Q2. What are the future works mentioned in the paper "Development of soft computing and applications in agricultural and biological engineering" ?
Although no successful applications of hard and soft computing fusion in agricultural and biological engineering could be found thus far, the technique shows great potential for future research over the next decade.
Q3. What are the main applications of soft computing in agricultural and biological engineering?
In agricultural and biological engineering, researchers and engineers have developed methods for FL, ANNs, GAs, Bayesian Inference (BI), Decision Tree (DT), and SVMs to study soil and water regimes related to crop growth, analyze the operation of food processing, and support decision-making in precision farming.
Q4. What are the primary methods of significant utility in agriculture and biological engineering?
For research and development in agricultural and biological engineering, primary methods of significant utility include FL, ANNs, GAs, BI and DT.
Q5. What type of spectrometer was used to obtain scans of the plots?
In this study, an aircraft-mounted pushbroom imaging spectrometer was used to obtain scans of the plots in one blue, five green, five red, and thirteen infrared bands.
Q6. What are the main advantages of SVMs?
SVMs as a new set of supervised generalized linear classifiers, have been introduced to solve problems and have attracted greater interest recently in agricultural and biological engineering.
Q7. What are the main applications of ANNs?
In food science and engineering, soil and water relationships for crop management, and decision support for precision agriculture, more applications of ANNs may be expected.
Q8. What is the main reason why SVMs are becoming more popular?
With the advantages of SVMs over ANNs and the growing interests of SVMs, it can be expected that in the next decade SVMs will be more actively used in agricultural and biological engineering.
Q9. What is the function of the inference engine?
The inference engine analyzes user query and sends information requests to the knowledge base and matches them with the stored knowledge rules through fuzzy ‘If–Then’ rules or algorithms specific to the particular domain or discipline.
Q10. How many papers and reports are fusion of soft computing techniques?
The list indicates that the integration of FL and ANNs is probably the most common method of fusion in soft computing (thirteen out of twenty-nine collected papers and reports).
Q11. How many fuzzy rules were used to determine the ET?
To calculate the crop water stress index under different levels of solar radiation and vapor pressure deficit, 150 fuzzy rules were established to relate the system inputs and the output.
Q12. What is the useful method for predicting organic matter content in Saskatchewan?
Ingleby and Crowe (2001) developed feedforward ANN models with a reduced-memory Levenberg–Marquardt BP training algorithm for predicting organic matter content in Saskatchewan soils.
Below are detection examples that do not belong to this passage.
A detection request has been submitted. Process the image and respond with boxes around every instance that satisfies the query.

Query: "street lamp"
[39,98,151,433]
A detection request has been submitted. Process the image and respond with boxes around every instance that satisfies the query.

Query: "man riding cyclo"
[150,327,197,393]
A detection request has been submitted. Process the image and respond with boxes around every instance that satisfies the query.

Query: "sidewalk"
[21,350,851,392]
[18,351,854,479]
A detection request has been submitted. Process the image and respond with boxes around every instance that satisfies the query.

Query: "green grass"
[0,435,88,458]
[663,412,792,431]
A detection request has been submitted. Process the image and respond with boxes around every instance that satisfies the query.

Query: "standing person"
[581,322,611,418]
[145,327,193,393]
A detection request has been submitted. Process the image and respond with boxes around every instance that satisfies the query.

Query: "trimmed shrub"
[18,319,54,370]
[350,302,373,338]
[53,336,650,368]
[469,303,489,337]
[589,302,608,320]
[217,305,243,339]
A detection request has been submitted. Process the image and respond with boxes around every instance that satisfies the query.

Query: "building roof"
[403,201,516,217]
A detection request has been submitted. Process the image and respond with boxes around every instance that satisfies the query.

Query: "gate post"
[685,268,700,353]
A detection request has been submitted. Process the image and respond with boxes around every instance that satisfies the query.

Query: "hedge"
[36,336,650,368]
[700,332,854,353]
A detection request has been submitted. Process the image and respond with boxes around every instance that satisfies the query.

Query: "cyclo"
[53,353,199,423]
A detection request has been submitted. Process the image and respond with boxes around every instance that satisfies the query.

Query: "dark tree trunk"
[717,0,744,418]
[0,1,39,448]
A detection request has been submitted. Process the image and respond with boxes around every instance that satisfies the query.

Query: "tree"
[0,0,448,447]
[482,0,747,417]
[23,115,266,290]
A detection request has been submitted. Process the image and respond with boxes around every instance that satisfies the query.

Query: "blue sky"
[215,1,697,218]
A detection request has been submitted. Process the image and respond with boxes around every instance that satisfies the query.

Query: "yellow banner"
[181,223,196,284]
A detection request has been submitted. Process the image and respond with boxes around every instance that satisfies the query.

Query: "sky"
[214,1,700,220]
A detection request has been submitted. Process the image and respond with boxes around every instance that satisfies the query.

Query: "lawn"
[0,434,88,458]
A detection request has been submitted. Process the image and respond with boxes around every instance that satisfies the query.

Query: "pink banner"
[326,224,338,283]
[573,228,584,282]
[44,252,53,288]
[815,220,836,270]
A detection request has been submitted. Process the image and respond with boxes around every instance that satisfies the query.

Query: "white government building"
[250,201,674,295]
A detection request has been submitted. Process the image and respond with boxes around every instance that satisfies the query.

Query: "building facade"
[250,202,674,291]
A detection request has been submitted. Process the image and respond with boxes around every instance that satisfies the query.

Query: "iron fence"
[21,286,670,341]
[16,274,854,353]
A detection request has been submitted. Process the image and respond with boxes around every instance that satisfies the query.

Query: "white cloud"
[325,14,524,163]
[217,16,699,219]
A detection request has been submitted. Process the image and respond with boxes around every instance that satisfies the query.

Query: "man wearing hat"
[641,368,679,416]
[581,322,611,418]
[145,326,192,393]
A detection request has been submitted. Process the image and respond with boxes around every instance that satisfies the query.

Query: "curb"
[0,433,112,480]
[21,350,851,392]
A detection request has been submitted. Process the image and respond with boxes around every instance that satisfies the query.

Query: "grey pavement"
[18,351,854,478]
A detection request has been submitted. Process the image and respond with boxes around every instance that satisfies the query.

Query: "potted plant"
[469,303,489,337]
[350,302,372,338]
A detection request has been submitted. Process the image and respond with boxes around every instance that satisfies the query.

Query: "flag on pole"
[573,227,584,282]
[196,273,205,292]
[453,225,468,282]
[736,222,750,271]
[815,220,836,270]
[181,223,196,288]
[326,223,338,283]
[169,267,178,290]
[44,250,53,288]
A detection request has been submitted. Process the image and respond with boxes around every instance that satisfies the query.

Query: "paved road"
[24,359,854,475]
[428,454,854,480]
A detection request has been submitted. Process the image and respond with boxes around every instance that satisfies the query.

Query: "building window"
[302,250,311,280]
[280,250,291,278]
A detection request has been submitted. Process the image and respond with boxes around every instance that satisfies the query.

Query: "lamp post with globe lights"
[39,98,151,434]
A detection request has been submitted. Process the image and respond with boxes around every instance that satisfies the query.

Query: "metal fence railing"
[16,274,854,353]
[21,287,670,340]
Q13. What is the future of soft computing in agricultural and biological engineering?
The future of the development and application of soft computing in agricultural and biological engineering is discussed, especially in the soil and water context for crop management and in decision support in precision agriculture.
Q14. How many peer reviewed papers were written on SVMs?
It is interesting to note that 20 reports and papers (13 peer reviewed) were written on SVMs from 2003 to present, 7 (2 peer reviewed) of which were published in 2008.
Q15. What were the characteristics of different fusion schemes?
Different fusion schemes were classified as 12 core categories and six supplementary categories, and the characteristic features of soft computing and hard computing constituents in practical fusion implementations were discussed as well.
Q16. What is the largest body of applications in agricultural and biological engineering?
ANNs have the largest body of applications in agricultural and biological engineering when compared with other soft computing techniques.